2.1.4 Sistemas Lineares — Métodos Diretos — Decomposição SVD

1. Fatoração em Valores Singulares

Toda matriz pode ser decomposta como sendo um produto de três matrizes de propriedades específicas. Quando a matriz a ser decomposta $A \in \mathbf{R}^{m \times n}$ com $m \leq n$ (ou seja, mais linhas que colunas), a decomposição em valores singulares possui a forma

$$ A = U ~
\left[ \begin{array}{c}
S \\
0
\end{array} \right]
~ V^{T} $$

onde $U$ e $V$ são matrizes ortogonais de dimensão $m \times m$ e $n \times n$ , respectivamente, e $S$ é uma matriz diagonal de ordem $n \times n$ com elementos $\sigma_i$ , $i = 1, 2, \ldots, n$ , que satisfaz

$$
\sigma_1 \geq \sigma_2 \geq \cdots \geq \sigma_n \geq 0
$$

Os valores $\sigma_i \in diag(S)$ são chamados de valores singulares da matriz $A$ . Podemos definir a seguinte condição para a matriz não-singular $A$

$$ \kappa(A) = \|A\|~\|A^{-1}\| $$

como sendo $\frac{\sigma\_1}{\sigma\_n}$ .

Quando $m \leq n$ , isto é, quando o número de colunas é menor ou igual ao número de colunas, a decomposição terá a forma

$$
A = U ~ \left[ ~ S ~ ~ ~ 0 ~\right] ~ V^{T}
$$

onde, novamente, $U$ e $V$ são ortogonais e terão dimensões $m \ times m$ e $n \times n$ , respectivamente. $S$ agora será uma matriz singular $m \times m$ com a diagonal não-negativa, com elementos

$$
\sigma_1 \geq \sigma_2 \geq \cdots \geq \sigma_m \geq 0
$$

Para $A$ simétrica, com $n$ autovalores reais $\lambda\_1, \lambda\_2, \ldots, \lambda\_n$ , e seus autovetores associados $q\_1, q\_2, \ldots, q\_n$ , podemos usar a decomposição espectral de $A$ :

$$
A = \sum_{i = 1}^{n} \lambda_i q_i q_i^T
$$

Assim, a decomposição pode ser reescrita, definindo-se

$$
\Lambda = diag(\lambda_1, \lambda_2, \ldots, \lambda_n)
$$

$$
Q = \left[ \begin{array}{c}
q_1 \\
q_2 \\
\cdots \\
q_n
\end{array} \right]
$$

e reescrevendo $A$ como

$$
A = Q ~ \Lambda ~ Q^T
$$

Esta decomposição é idêntica à SVD quando definimos $U = V = Q$ e $S = \Lambda$ . Note que os valores singulares $\sigma\_i$ e os autovalores $\lambda\_i$ coincidem neste caso.

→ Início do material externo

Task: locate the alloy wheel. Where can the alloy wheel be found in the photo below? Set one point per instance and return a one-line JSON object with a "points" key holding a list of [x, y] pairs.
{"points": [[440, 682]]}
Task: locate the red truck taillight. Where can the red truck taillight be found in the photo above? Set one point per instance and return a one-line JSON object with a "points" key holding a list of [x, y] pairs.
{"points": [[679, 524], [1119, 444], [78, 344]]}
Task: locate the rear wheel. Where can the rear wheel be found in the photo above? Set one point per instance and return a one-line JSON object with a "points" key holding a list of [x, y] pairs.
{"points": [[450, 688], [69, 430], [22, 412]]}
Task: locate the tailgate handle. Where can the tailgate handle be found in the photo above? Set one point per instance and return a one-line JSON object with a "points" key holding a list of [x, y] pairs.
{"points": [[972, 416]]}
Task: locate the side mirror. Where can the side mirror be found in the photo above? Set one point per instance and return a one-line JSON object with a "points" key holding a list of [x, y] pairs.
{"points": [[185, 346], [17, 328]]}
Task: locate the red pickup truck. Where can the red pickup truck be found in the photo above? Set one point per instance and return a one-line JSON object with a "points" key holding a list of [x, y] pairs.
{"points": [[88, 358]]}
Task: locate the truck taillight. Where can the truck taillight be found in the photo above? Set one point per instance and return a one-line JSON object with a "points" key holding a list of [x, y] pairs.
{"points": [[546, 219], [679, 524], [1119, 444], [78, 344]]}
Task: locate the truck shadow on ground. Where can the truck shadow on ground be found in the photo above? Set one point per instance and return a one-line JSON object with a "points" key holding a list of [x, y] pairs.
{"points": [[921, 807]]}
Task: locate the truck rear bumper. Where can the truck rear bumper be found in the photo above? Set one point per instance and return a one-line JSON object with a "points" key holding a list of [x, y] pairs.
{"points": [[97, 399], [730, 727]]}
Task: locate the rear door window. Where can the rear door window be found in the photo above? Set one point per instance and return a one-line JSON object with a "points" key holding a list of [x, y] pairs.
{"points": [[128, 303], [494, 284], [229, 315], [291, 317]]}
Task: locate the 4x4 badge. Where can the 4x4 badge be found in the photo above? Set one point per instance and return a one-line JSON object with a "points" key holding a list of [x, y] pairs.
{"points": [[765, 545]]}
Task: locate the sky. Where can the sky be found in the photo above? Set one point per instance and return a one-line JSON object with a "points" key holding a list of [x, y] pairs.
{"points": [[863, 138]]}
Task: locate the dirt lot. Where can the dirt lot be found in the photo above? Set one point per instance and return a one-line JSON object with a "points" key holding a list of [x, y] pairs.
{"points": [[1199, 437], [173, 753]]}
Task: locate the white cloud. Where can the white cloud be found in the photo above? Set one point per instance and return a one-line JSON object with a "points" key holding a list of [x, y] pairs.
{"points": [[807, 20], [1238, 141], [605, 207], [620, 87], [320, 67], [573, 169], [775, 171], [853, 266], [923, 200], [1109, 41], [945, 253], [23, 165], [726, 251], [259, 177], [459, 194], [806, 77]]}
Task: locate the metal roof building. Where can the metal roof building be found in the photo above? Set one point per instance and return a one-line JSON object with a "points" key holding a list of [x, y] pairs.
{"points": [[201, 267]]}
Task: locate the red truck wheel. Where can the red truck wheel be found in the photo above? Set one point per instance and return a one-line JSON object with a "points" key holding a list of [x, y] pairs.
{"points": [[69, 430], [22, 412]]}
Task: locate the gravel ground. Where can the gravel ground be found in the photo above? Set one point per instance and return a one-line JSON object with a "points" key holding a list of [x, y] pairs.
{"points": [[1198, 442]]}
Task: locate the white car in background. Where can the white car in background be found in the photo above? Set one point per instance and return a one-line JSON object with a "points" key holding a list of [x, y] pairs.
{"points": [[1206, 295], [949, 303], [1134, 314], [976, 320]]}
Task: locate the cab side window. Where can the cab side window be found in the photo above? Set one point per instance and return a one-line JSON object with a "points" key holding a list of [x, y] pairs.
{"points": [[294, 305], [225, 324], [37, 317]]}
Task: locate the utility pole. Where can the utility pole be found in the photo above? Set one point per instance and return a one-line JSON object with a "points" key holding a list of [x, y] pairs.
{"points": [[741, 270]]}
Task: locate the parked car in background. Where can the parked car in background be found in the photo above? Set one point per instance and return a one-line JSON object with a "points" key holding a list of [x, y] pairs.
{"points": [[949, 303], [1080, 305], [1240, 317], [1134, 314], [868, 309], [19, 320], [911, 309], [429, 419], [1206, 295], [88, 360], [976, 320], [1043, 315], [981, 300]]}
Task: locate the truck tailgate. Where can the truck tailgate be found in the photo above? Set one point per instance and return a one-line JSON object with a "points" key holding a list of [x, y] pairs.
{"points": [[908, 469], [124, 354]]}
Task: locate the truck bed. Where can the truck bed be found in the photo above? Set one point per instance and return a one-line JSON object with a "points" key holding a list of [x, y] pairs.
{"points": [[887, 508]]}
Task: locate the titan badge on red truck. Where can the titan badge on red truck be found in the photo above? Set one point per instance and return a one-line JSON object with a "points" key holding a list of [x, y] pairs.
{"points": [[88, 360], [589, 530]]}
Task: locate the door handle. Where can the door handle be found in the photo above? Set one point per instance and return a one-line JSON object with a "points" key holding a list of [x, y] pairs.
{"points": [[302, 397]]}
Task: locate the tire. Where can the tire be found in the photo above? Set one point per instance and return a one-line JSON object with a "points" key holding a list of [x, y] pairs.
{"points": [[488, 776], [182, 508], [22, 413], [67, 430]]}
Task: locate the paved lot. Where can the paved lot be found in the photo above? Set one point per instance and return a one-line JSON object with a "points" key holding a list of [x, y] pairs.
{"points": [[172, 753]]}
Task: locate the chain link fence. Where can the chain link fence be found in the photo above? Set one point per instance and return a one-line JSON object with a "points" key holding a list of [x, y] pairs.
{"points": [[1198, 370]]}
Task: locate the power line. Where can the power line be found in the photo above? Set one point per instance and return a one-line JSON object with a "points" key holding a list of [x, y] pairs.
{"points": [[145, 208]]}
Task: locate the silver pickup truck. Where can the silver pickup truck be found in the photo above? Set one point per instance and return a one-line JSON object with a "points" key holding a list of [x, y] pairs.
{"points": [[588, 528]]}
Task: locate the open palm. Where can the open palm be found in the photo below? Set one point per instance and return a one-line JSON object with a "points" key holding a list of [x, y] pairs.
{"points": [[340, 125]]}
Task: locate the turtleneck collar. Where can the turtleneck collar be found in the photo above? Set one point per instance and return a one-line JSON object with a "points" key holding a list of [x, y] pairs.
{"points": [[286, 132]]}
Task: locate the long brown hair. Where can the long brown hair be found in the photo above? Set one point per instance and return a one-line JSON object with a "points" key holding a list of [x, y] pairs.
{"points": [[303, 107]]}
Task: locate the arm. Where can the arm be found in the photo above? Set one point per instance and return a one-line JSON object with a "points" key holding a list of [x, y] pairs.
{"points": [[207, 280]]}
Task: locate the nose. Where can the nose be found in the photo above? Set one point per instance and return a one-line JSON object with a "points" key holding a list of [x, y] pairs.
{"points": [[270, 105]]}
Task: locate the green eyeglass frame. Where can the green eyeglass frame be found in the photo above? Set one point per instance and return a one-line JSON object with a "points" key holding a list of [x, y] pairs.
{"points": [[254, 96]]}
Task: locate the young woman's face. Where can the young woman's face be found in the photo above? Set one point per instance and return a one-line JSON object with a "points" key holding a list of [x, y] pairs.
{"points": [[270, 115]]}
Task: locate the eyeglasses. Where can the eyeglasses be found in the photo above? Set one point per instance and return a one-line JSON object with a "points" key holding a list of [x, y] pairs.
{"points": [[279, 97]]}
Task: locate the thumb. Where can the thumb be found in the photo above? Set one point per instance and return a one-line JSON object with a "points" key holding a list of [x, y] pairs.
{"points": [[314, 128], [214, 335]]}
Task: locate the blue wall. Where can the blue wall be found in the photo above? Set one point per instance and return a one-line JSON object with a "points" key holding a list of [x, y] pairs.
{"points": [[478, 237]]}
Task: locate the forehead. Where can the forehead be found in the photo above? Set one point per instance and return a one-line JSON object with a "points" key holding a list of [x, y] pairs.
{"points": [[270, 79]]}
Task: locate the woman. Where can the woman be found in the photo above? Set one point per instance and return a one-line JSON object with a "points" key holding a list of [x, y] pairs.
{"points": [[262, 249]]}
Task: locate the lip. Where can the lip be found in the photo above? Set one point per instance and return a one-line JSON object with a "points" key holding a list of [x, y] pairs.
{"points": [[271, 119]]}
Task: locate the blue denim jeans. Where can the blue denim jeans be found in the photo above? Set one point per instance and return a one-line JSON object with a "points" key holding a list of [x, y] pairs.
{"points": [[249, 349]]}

No caso da norma euclidiana para matrizes

$$
\|A\|_2 = ~\text{maior autovalor de } \sqrt{\left( A^T ~ A \right)}
$$

temos que

$$
\|A\| = \sigma_1(A) = \text{ maior autovalor de } A
$$

$$
\|A^{-1}\| = \sigma_n(A) = \text{ inverso do menor autovalor de } A
$$

desta forma, temos que para todo $x \in \mathbf{R}^n$ ,

$$
\sigma_n(A)~\|x\|^2 = \dfrac{\|x\|^2}{A^{-1} \leq x^T ~ Ax \leq
\|A\| ~ \|x\|^2 = \sigma_1(A) ~ \|x\|^2
$$

Para a matriz ortogonal $Q$ , temos que a norma euclidiana

$$
\|Qx\| = \|x\|
$$

e que todos os valores singulares desta matriz será igual à 1.

1.1. Matriz pseudo-inversa de Moore

Decompondo a matriz A em três matrizes $U$ , $S$ e $V$

$$
A = U \times S \times V
$$

podemos encontrar a inversa de $A$ com SVD através da seguinte formula

$$
A^{-1} = (U ~ S ~ V)^{-1} = V^{-1} ~ S^{-1} ~ U^{-1} = V^T ~ S^{-1} ~ U^T
$$

onde $L = \frac{1}{S} \rightarrow L\_i = \frac{1}{S\_i}$ , $U^{-1} = U^T$ e $V^{-1} = V^T$ . Desta forma, podemos obter facilmente a matriz inversa de $A$ via SVD.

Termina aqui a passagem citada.